A lot can change in a year, especially with the arrival of a global pandemic.
That’s true even for a more than 40-year-old event like the Ironman World Championship. In a few days, it will be the second Saturday of October, and instead of the familiar words that usually ring out in Kailua-Kona until midnight — “You are an Ironman” — there will be silence in town, except maybe the occasional sounds of coqui frogs.
This weekend, the annual triathlon would have had thousands of triathletes, workers and spectators fill up Kona, turning the sporting world spotlight onto Hawaii Island for one day. Then the race was canceled for the first time in its history due to the coronavirus.

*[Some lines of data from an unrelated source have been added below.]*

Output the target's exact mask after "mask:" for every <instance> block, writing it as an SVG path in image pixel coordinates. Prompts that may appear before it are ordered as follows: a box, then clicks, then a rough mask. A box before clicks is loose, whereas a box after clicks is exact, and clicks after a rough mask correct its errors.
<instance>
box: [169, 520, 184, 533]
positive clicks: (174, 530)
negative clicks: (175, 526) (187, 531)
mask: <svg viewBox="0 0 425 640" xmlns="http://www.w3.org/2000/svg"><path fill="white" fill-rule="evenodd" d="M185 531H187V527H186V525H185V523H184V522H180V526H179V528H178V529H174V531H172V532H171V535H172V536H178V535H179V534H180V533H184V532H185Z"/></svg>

Last year’s top women’s finisher, Anne Haug, would have returned to the island to defend her title, but instead she’s currently in her home country of Germany.
The change in plans doesn’t keep Haug down. Even though she wanted to race, Haug sees the break as a way to “concentrate on the important things in life.”
“I think the world goes on,” Haug said in a video interview for an Ironman virtual broadcast, the Kona Celebration Daily Show. “You can’t change it, so accept it and do the best you can.”
Haug has spent Germany’s shutdown during the coronavirus pandemic training for next year and racing when she can, even if it’s not a triathlon or Ironman event. Haug said she can’t complain about being able to train for next October without any interruptions.
“I was healthy, that’s the most important thing,” Haug said.
The World Championship, a 2.4-mile swim, 112-mile bike and 26.2-mile run, was originally postponed from its Oct. 10 date to Feb. 6, 2021. However, the Feb. 6 date was canceled in July by Ironman when it became clear the coronavirus pandemic would make travel to and from Hawaii difficult and dangerous for athletes.
Haug won last year in a time of eight hours, 40 minutes and 10 seconds. She ended Daniela Ryf’s four-year run as the champion, and was the first woman from Germany to win the race.
She intends to return next year for a chance at a second win.
“You always have expectations obviously on yourself, and it’s not just the pressure you get from the outside, it’s the pressure you put on yourself,” Haug said. “Ironman is a very special race and you can’t plan anything. The only thing you can plan is giving the best you can for that day and be as prepared as possible and then see what happens, and that is exactly what I will do next year.
“If someone’s better than me, then that’s the way it is. But I want to see the finish line, and be happy at the finish line and say it was everything I could have given on that day,” she said.
Three-time Ironman World Championship winner (2015, ‘16 and ‘19) Jan Frodeno is also looking forward to returning to Kona next October and potentially winning a fourth title.
Frodeno broke the course record in last year’s win with a time of 7:51:13. Frodeno said even with setting a record and not racing at all so far in 2020, he’s still curious how he can perform at the World Championship a year from now.
“Even after last year in Kona, I’m just hungry and looking forward to that feeling of putting your head down and pushing the cranks as hard as I can and just racing,” Frodeno said. “It’s such a pure thing.”